O interessante é que nos momentos de pleno emprego, com sindicatos fortes, instrumentalizados por um direito de greve não submetido a intervenção estatal, os empregadores não querem a livre negociação coletiva, defendendo a prevalência da legislação, como se deu no Brasil na década de 30. A promessa constitucional foi a da melhoria da condição social dos trabalhadores, e nenhum argumento de crise pode obstar a implementação de um esforço neste sentido, até porque o Direito do Trabalho é essencialmente um direito de tempos de crise, para impor limites à sanha autodestrutiva do capital.
E quanto ao projeto de terceirização, aprovado na Câmara e agora tramitando no Senado? Governo e empresas falam em "segurança jurídica", enquanto os trabalhadores afirmam que a proposta, como está, representa "precarização".

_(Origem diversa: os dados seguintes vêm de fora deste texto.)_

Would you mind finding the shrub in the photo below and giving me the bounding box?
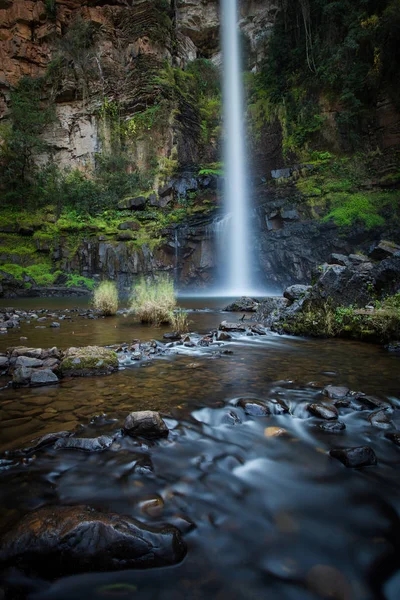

Se essas empresas defendem segurança jurídica, por que não aceitam conferir aos trabalhadores estabilidade no emprego? Isso sim seria uma segurança jurídica saudável para as relações de trabalho e para a economia como um todo. Independentemente disso, qualquer cidadão ou empresa só terá efetiva segurança jurídica se cumprir as leis. O que parcela do empresariado quer, para satisfação de seus interesses particulares e não para a melhoria da economia nacional, é descumprir a Constituição, que alçou os direitos trabalhistas a patamar de direitos fundamentais. E querem fazer isso com "segurança jurídica", sendo que a melhor forma que encontraram para atingir esse objetivo foi a de fragilizar a classe trabalhadora, precarizando não apenas as suas condições de trabalho, mas a sua própria condição humana, vez que essa situação praticamente impede a ocorrência de reações individuais ou coletivas no sentido da exigência quanto ao efetivo cumprimento de direitos.
Em 2014, em entrevista, o empresário Benjamin Steinbruch falou que nos Estados Unidos "você vê o cara comendo sanduíche com a mão esquerda e operando a máquina com a direita". Sugeriu que o horário de almoço poderia ser objeto de negociação direta entre as partes. Talvez seja factível, mas não é um exemplo extremo?
Já que disse isso, seria, então, muito interessante ver esse senhor trabalhando como terceirizado na construção civil, comendo com uma mão e serrando madeira com a outra; ou em um frigorífico, comendo com uma mão e passando o facão na carne com a outra; ou como motorista de carreta, dirigindo 14 horas por dia, sete dias por semana, e comendo com uma mão e dirigindo com a outra...
Retóricas à parte, o fato é que a ordem jurídica, voltada à preservação da dignidade humana, foi construída de forma a não sofrer qualquer tipo de abalo diante das cobranças do pensamento econômico que despreza a condição humana do trabalhador.